In its registration statement, Bending Spoons identified several financial institutions that will manage the proposed offering. Goldman Sachs International, J.P. Morgan, and Allen & Company LLC are designated as joint lead book-running managers. A broader syndicate named as joint book-running managers includes Wells Fargo Securities, BofA Securities, Jefferies, Evercore ISI, BNP Paribas, Mizuho, Societe Generale, Crédit Agricole CIB, IMI - Intesa Sanpaolo, UniCredit, and Banca Akros - Gruppo Banco BPM.

The company reiterated standard disclaimers connected with an initial public offering. It noted that the proposed offering is subject to market conditions and to the SEC declaring the registration statement effective. The filing emphasizes there is no assurance as to whether or when the offering may occur or be completed, or what the ultimate size, price, or other terms of the offering might be.

When available, any sale of securities in the offering will be conducted through a prospectus, the company said. The prospectus would provide the formal terms and additional information if and when the offering proceeds.


Context and implications

By submitting a Form F-1, Bending Spoons has initiated the formal regulatory process required for a non-U.S. company to pursue a U.S.-listed IPO. The filing confirms the company’s intent to list on the Nasdaq Global Select Market and identifies the underwriting group that would manage the transaction if it proceeds.

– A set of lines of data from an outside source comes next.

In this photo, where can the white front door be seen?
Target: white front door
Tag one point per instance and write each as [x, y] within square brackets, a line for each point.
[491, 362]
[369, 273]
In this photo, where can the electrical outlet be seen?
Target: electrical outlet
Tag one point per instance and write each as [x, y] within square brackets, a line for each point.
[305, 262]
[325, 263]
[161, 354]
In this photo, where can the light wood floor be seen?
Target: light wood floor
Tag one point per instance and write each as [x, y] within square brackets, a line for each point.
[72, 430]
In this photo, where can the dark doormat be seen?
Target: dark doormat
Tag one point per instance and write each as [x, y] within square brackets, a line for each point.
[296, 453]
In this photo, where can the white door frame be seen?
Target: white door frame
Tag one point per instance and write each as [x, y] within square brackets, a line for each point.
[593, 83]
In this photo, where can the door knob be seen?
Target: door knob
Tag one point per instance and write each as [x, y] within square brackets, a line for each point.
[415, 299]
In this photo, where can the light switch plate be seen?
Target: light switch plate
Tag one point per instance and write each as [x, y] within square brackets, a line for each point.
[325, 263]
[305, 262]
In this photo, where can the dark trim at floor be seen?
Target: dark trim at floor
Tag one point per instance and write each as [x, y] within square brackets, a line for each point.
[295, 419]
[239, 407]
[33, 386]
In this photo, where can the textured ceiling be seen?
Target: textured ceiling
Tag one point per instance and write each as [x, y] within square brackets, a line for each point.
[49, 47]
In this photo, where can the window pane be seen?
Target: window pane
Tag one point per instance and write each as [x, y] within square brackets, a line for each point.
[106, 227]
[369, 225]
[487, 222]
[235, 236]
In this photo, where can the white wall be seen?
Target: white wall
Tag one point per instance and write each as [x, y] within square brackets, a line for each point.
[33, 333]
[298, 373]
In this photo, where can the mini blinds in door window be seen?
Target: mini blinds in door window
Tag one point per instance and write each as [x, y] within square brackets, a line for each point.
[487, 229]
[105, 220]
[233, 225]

Beyond those procedural disclosures, the registration does not set specific deal mechanics or timelines.

What remains unresolved

  • The schedule for the offering - the filing does not set dates.
  • The number of shares to be offered and the price range - not determined in the filing.
  • Whether the offering will proceed at all - the company notes no assurance it may commence or complete the offering.

Risks

  • The offering is subject to market conditions, which could delay, change, or prevent the IPO - this affects capital markets and investor sentiment.
  • Effectiveness of the SEC registration statement is required before the offering can proceed, creating regulatory uncertainty that impacts the transaction timeline.
  • There is no assurance the offering will commence or be completed, and the final size, price, and terms remain undetermined, creating execution risk for potential investors and capital-raising plans.